- Marrocos, primeiro adversário do Brasil na Copa, tem produção de vinhos significativa e é o segundo maior exportador de vinhos no continente africano.
- A viticultura no país existe há mais de dois mil e quinhentos anos, influenciada por fenícios e Roma, com revitalização sob o protetorado francês e investimentos atuais com enólogos de Bordeaux e Rhône.
- O clima quente é amenizado pela Serra do Atlas e pela brisa do Atlântico, criando grande amplitude térmica que preserva acidez e aromas; Meknès e Casablanca são importantes regiões, com solos argilo-calcários.

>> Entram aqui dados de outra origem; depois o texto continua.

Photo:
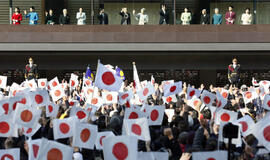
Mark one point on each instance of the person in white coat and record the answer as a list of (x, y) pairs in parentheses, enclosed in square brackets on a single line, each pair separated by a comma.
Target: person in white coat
[(81, 17)]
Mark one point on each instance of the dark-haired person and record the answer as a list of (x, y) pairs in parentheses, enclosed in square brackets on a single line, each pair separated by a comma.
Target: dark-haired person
[(16, 17), (103, 17), (230, 16), (32, 15)]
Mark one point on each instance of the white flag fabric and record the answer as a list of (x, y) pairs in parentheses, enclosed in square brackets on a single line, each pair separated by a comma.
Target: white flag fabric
[(100, 137), (54, 150), (42, 83), (120, 147), (52, 110), (107, 79), (63, 128), (26, 116), (172, 88), (3, 82), (213, 155), (136, 127), (84, 135), (146, 91), (155, 114), (10, 154)]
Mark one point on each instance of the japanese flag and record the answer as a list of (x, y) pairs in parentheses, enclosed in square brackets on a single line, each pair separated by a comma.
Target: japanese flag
[(100, 137), (40, 97), (84, 135), (79, 113), (120, 147), (246, 124), (52, 110), (207, 98), (109, 97), (213, 155), (107, 79), (171, 98), (172, 88), (73, 81), (42, 83), (34, 146), (3, 82), (131, 113), (10, 154), (7, 127), (53, 83), (125, 96), (26, 116), (136, 127), (54, 150), (155, 114), (146, 91), (57, 93), (224, 116), (62, 128), (192, 92)]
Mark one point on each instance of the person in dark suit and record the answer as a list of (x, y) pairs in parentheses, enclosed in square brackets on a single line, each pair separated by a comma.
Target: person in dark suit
[(164, 15), (103, 17), (125, 17), (64, 18), (205, 18), (234, 73)]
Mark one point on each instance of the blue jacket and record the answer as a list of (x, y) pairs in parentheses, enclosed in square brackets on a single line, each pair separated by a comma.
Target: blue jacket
[(33, 18)]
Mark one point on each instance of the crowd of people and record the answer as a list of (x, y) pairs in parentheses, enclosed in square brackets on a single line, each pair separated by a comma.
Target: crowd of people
[(191, 120), (142, 17)]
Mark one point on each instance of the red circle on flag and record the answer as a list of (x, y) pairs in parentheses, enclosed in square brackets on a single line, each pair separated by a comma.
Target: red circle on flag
[(54, 154), (154, 115), (39, 99), (135, 128), (26, 116), (64, 128), (145, 91), (6, 107), (7, 156), (109, 97), (266, 133), (133, 115), (120, 151), (108, 78), (85, 135), (81, 114), (206, 99), (173, 88), (4, 127), (244, 126), (225, 117)]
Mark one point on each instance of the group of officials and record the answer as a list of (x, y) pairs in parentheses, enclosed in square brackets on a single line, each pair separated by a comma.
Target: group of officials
[(142, 17)]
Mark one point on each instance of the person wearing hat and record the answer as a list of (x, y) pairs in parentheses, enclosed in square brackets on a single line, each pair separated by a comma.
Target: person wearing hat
[(234, 73), (31, 71)]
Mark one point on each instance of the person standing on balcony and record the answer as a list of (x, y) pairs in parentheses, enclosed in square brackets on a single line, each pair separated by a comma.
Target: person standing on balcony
[(230, 16), (33, 16), (217, 18), (81, 17), (49, 17), (164, 15), (64, 18), (186, 17), (205, 18), (103, 17), (16, 17), (141, 17), (125, 17), (246, 17)]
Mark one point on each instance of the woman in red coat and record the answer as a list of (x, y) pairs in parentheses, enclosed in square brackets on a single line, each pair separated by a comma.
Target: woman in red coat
[(16, 17)]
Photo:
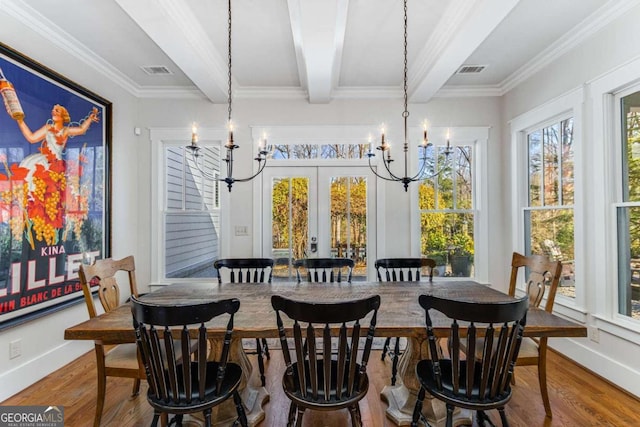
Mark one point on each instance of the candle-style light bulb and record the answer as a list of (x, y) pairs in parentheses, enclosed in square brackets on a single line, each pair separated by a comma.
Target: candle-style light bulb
[(230, 142), (263, 147), (425, 138), (194, 134)]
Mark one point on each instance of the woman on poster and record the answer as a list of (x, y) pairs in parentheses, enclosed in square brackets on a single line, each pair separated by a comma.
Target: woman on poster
[(44, 172)]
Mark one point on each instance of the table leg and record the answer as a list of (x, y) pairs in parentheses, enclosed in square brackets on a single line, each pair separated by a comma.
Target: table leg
[(253, 396), (401, 398)]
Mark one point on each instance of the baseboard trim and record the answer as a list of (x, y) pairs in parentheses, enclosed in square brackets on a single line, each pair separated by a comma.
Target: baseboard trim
[(32, 371), (610, 370)]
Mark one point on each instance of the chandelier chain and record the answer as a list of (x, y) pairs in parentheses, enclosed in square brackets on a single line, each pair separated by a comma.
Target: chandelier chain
[(405, 113), (229, 62)]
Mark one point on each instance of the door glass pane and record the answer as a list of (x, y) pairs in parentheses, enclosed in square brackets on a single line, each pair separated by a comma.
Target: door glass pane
[(290, 223), (349, 221)]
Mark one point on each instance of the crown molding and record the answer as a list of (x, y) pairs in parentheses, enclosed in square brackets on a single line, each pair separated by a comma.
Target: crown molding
[(40, 24), (610, 11)]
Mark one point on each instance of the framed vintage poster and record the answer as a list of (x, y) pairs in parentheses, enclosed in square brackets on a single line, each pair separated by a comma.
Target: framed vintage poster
[(55, 141)]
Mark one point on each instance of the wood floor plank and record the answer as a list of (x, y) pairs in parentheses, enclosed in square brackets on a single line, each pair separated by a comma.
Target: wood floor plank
[(578, 398)]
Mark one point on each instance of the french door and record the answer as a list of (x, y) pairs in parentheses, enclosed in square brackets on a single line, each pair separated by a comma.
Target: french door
[(319, 212)]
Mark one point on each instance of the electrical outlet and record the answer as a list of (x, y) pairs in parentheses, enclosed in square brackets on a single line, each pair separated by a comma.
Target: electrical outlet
[(15, 349), (241, 230)]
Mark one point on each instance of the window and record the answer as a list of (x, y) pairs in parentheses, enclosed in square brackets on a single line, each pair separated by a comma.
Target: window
[(319, 151), (548, 214), (628, 209), (446, 204), (191, 213)]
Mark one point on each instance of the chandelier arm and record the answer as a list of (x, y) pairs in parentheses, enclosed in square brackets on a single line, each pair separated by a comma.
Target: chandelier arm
[(203, 172), (261, 166), (393, 177)]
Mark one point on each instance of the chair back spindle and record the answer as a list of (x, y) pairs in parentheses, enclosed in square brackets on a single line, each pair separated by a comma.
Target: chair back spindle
[(492, 330), (326, 368), (324, 270), (245, 270), (403, 269), (180, 385)]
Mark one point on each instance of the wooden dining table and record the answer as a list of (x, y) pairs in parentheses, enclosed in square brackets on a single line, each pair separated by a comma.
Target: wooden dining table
[(399, 316)]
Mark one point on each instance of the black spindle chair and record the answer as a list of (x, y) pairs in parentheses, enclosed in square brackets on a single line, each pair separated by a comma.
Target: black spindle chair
[(476, 384), (314, 378), (183, 386)]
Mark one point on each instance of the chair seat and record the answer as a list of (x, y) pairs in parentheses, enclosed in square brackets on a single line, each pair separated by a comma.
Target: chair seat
[(424, 371), (230, 383), (321, 403)]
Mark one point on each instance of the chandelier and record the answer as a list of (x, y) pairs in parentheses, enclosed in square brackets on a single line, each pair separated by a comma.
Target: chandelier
[(193, 148), (385, 147)]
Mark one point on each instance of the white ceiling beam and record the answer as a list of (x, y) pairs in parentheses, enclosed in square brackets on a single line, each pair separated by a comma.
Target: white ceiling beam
[(172, 26), (318, 28), (464, 26)]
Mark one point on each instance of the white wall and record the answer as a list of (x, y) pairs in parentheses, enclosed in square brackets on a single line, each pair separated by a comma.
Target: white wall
[(447, 112), (615, 356), (43, 347)]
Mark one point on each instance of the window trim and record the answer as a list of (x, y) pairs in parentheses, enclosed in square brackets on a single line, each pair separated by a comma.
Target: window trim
[(478, 138), (560, 108), (161, 138)]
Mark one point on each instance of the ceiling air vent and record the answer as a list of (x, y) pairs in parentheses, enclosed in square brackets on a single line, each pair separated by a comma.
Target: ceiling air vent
[(156, 70), (471, 69)]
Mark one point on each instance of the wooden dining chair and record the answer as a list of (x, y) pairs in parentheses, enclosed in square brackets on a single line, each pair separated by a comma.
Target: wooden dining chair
[(478, 384), (400, 270), (120, 360), (542, 278), (314, 378), (249, 270), (184, 386), (324, 270)]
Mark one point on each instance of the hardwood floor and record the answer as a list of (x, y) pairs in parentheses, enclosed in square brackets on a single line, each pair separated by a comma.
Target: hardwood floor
[(578, 398)]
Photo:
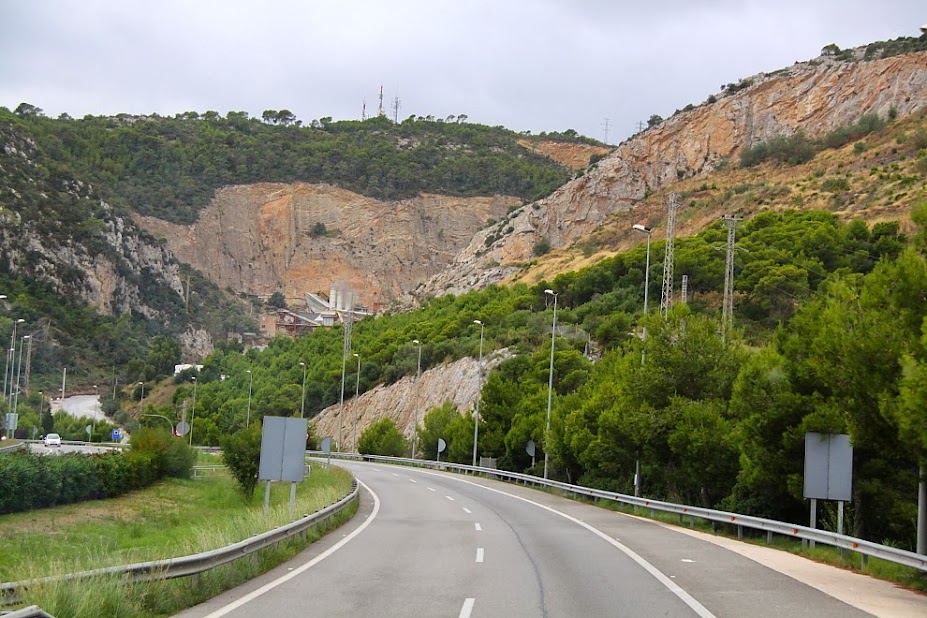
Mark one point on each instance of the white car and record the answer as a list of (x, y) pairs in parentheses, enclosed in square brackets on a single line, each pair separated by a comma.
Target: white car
[(52, 439)]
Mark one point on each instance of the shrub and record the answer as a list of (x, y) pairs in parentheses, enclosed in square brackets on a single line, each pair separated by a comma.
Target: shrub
[(383, 438), (241, 452), (541, 247)]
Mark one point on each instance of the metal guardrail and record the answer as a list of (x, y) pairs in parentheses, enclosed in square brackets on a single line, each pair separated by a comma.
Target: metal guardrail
[(195, 564), (33, 611), (9, 448), (866, 548)]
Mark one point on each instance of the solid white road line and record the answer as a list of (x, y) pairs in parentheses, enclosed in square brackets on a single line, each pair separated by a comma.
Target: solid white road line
[(222, 611), (684, 596)]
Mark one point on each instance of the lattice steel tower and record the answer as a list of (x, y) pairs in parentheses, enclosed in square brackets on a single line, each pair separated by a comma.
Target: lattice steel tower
[(666, 296), (727, 307)]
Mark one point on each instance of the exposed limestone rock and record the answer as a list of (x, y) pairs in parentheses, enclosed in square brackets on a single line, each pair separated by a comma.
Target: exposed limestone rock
[(457, 382), (264, 238), (815, 97)]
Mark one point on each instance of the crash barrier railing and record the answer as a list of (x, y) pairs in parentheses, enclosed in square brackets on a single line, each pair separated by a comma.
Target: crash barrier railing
[(187, 566), (33, 611), (9, 448), (770, 526)]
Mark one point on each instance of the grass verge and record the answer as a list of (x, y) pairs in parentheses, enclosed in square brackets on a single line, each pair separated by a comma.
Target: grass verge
[(172, 518)]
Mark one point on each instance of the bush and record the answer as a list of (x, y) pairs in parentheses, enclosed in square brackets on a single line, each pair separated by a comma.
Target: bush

- Vin Gris é a assinatura marroquina, um rosé ultraleve produzido pela prensagem direta de uvas tintas; há também vinhos tintos de estrutura firme e bom potencial de guarda.
- Variedades-chave: tintas — Syrah, Grenache e Carignan; brancos — Chenin Blanc, Sauvignon Blanc e Chardonnay, com perfil que combina mineralidade, acidez e notas especiarias.
O Marrocos é o primeiro adversário do Brasil na Copa do Mundo, e o país tem tradição na produção de vinhos. A indústria vitivinícola marroquina reúne tecnologia e terroir, mantendo relevância internacional mesmo fora dos campos.
Segundo maior exportador de vinhos do continente africano, o Marrocos preserva uma história de viticultura que remonta a mais de 2.500 anos, com raízes que passam pelos fenícios e pelo Império Romano. Ruínas históricas atestam essa herança.
A modernização da produção ganhou impulso durante o protetorado francês no século XX, quando técnicas europeias foram incorporadas ao solo marroquino. Depois da independência, o setor se reorganizou e atrai investimentos de enólogos renomados.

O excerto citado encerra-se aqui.